La Jornada martes 12 de octubre de 1999

Pedro Miguel
Actos humanitarios

Informes procedentes de Londres aseguran que el general Augusto Pinochet ha sufrido en semanas recientes "pequeños infartos cerebrales" que se manifiestan en la pérdida del equilibrio y de la memoria de corto plazo y en un carácter menos tolerante. Eso dijo el médico inglés que atiende al ex dictador, pero un amigo muy querido me dijo, desde Santiago de Chile, que el problema de Pinochet es un dolor en la próstata. Sea cual sea la naturaleza de los males que lo aquejan, diversas voces en el mundo (Frei, Menem, Castro, Thatcher, el Papa) han pedido, en público si son cínicos, o en secreto si son hipócritas, que se cancele el proceso legal y que el tirano sea devuelto a su país, ya sea en consideración a su decrepitud ("motivos humanitarios") o en atención a una muy hipotética soberanía judicial chilena que, en los nueve años transcurridos desde que Pinochet dejó el poder, no ha sido capaz ni de citarlo a declarar.

Una acción humanitaria internacional sería, por ejemplo, la abolición de la pena capital en todos los países en los que está vigente; una acción en defensa de las soberanías sería ejercer presiones efectivas para que Israel deje en paz a los palestinos, Marruecos, a los saharauis, Turquía, a los chipriotas, y Rusia, a los chechenos. Soltar a Pinochet porque se marea o porque le duele la próstata no sería humanitario, sino ilegal. Si fuera el caso, que le revisen y curen ésa y otras glándulas, y que siga su juicio.

Razones humanitarias abundantes habría, por ejemplo, para la condonación de la deuda de los países pobres por parte de las naciones industrializadas y los organismos financieros internacionales, en el entendido de que los fondos hasta ahora destinados al servicio de las obligaciones externas se canalizaran, en cambio, a la construcción de escuelas, viviendas y hospitales, y no, como les encanta a nuestros gobernantes, a rescatar de la quiebra empresas ineficientes y depredadoras. Insistir en la impunidad para uno de los más grandes criminales de este siglo no es humanitario, sino inmoral.

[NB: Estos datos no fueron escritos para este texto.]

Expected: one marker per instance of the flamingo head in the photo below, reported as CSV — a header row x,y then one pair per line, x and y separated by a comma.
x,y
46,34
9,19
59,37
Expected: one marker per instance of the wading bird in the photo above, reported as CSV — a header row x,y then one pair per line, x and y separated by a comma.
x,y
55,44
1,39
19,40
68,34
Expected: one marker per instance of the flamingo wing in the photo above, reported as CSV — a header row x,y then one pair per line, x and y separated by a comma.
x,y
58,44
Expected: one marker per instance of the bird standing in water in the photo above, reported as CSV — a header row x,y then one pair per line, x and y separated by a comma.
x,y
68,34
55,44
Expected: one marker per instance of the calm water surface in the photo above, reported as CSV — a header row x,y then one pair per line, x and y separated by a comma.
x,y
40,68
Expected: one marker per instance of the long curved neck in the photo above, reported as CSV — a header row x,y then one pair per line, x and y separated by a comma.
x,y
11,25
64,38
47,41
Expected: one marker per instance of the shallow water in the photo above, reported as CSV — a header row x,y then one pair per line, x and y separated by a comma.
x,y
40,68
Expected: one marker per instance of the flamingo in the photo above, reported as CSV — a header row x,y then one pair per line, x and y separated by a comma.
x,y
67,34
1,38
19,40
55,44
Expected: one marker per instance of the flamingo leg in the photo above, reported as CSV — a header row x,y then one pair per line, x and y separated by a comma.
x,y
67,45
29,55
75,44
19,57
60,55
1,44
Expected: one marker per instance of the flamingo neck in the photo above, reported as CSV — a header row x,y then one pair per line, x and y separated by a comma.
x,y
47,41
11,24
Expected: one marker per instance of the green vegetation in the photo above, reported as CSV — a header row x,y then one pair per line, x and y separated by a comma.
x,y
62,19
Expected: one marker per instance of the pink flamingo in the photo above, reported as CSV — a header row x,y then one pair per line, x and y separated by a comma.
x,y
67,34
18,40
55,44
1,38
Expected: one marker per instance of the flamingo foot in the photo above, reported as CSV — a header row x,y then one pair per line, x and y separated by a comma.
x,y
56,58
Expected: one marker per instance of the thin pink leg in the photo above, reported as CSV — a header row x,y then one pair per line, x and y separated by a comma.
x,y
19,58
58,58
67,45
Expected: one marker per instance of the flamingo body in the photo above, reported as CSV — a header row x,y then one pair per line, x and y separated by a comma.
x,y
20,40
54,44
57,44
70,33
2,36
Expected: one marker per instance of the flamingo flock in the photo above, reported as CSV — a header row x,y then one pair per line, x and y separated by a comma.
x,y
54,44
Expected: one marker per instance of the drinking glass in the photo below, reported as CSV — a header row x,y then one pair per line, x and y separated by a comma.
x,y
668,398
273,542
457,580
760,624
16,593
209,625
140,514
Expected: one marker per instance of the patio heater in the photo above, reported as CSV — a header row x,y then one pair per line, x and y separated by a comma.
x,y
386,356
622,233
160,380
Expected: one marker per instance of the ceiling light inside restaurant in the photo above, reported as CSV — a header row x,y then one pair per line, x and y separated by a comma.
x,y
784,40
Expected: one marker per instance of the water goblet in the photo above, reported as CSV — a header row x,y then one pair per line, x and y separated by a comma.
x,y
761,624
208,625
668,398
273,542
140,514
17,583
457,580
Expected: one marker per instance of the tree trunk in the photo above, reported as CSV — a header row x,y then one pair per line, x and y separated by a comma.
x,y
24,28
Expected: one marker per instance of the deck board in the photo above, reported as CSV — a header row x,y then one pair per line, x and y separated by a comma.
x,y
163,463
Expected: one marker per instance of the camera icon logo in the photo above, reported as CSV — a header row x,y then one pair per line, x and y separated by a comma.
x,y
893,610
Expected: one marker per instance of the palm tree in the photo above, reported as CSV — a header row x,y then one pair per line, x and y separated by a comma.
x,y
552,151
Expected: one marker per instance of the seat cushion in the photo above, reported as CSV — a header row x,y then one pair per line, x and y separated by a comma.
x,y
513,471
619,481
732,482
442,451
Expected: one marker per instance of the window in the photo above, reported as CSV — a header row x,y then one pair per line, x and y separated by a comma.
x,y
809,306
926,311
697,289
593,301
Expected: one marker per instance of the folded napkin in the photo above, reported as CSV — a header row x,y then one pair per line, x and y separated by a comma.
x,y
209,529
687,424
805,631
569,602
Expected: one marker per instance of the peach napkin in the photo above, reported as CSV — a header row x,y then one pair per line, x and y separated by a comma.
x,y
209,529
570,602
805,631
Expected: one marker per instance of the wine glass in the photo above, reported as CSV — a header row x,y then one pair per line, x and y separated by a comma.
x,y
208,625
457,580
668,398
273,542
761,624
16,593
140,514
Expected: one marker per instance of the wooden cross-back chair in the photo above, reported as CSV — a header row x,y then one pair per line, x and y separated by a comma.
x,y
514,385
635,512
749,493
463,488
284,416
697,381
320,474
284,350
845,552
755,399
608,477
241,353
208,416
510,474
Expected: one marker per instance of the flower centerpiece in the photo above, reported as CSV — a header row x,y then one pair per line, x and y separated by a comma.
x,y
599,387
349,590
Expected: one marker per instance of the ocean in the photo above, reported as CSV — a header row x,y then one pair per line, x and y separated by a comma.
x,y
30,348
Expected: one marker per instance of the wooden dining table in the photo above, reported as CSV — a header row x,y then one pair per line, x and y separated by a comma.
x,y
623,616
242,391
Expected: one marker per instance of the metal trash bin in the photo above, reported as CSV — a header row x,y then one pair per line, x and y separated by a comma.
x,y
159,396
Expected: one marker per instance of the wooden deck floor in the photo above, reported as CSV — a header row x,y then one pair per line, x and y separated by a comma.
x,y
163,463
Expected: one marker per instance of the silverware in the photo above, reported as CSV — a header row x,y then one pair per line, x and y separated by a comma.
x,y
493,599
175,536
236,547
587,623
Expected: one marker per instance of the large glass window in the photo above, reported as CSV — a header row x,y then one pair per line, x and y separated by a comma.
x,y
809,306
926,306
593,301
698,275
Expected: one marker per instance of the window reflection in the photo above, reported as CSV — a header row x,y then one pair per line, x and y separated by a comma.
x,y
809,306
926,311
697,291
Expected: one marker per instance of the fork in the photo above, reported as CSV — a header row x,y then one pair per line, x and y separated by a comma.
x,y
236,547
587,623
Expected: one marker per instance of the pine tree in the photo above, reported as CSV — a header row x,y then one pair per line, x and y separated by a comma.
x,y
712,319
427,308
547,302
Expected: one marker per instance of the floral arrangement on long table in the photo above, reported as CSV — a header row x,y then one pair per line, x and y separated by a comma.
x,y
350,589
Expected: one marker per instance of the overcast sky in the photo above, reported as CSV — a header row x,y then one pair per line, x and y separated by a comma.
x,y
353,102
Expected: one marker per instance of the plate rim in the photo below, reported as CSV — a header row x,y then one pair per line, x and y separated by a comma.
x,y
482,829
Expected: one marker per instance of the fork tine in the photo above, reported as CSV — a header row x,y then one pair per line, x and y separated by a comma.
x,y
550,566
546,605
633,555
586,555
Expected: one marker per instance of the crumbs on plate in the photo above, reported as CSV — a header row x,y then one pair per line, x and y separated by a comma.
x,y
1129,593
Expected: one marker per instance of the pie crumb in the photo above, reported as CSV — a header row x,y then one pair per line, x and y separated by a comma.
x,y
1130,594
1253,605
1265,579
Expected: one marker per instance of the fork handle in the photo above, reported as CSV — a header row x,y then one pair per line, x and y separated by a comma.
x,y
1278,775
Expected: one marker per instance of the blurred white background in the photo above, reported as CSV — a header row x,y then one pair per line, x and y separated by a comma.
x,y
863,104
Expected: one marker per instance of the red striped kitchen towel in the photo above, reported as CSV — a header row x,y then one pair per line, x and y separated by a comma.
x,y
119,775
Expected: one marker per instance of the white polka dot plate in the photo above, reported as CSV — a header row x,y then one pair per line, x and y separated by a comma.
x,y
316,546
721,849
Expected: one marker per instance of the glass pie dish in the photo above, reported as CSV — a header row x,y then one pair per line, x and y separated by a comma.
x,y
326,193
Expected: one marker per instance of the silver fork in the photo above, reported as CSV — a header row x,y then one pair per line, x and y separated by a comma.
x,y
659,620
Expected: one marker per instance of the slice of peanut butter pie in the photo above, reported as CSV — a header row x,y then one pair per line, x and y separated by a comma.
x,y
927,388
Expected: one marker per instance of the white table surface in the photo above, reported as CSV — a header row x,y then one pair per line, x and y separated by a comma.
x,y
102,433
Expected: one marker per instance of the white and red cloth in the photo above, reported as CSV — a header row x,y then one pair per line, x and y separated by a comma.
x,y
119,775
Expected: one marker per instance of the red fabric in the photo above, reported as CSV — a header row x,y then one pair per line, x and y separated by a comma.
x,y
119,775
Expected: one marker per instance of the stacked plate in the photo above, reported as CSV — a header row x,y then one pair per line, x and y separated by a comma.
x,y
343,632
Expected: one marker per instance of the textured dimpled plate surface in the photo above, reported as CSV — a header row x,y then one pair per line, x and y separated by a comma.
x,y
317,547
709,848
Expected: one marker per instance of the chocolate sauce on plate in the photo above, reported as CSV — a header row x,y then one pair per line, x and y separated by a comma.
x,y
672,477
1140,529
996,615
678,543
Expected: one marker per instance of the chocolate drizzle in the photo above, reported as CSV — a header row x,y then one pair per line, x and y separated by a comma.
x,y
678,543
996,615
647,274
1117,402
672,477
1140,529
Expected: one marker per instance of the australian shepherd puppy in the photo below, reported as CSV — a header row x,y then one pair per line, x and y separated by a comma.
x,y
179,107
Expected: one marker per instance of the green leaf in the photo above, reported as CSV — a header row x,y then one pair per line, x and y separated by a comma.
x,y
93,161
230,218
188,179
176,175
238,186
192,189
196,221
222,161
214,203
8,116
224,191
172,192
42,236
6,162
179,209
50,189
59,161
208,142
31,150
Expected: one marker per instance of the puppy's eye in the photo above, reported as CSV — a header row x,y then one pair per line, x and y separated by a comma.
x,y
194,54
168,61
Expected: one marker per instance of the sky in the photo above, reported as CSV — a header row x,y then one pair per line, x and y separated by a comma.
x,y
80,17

Humanitario sería, por ejemplo, el establecimiento de mecanismos de control para impedir que las cañadas y pendientes de Puebla, Veracruz, Hidalgo, Chiapas y Oaxaca --y todas las otras trampas mortales del territorio latinoamericano cuya urbanización y población es componente fundamental de una mano de obra barata y competitiva-- sean nuevamente vendidas y habitadas, a modo de impedir que, en la próxima temporada de lluvias, los pobladores de esas áreas se conviertan en cadáveres llenos de lodo o, en el mejor de los casos, en náufragos dolientes y empapados. Así se defendería, adicionalmente, la soberanía económica y humana de estos países de los caprichos del mercado internacional.

Un gesto humanitario sería que Margaret Thatcher buscara a los familiares de Bobby Sands y les pidiera perdón por no haber movido un dedo para evitar su muerte. El que la dama de hierro salga de su frasco de formol para abogar por Pinochet no es señal de espíritu humanitario, sino prueba de su hermandad ideológica y sicológica con el genocida chileno.

Una actitud humanitaria sería que el gobierno de Fidel Castro dejara de inculcar entre los niños cubanos --con el pretexto de homenajear al Che Guevara-- el culto a la inmolación y la obsesión por el sacrificio que caracterizaban al guerrillero argentino, y que les enseñara, en cambio, una ética de defensa y preservación de la vida. En sus tiempos de internacionalista, Castro no reparaba en las soberanías, pero ahora las invoca para criticar el proceso legal contra Pinochet. Esa mudanza puede ser una expresión de extremo pragmatismo político o bien un síntoma de Alzheimer --punto en el que emparentaría con los mareos del general o con su dolor de próstata--, pero no una muestra de congruencia moral.

Finalmente, sería un gesto humanitario que el gobierno chileno se abstuviera de invocar el dolor de próstata de Pinochet --cuántos chilenos, durante la tiranía, habrán sufrido un padecimiento semejante mientras esperaban la siguiente sesión de tortura, o el asesinato, sin que nadie se compadeciera de ellos--, cediera un poquito de su soberanía (mucho menos de la que se ha cedido en el ámbito económico) y se resignara a regalarle al mundo al ex dictador, como una aportación inapreciable para permitir un precedente y un escarmiento legal que la humanidad necesita con urgencia y en calidad de compensación por todo el horror que Augusto Pinochet Ugarte introdujo en nuestras vidas durante casi veinte años.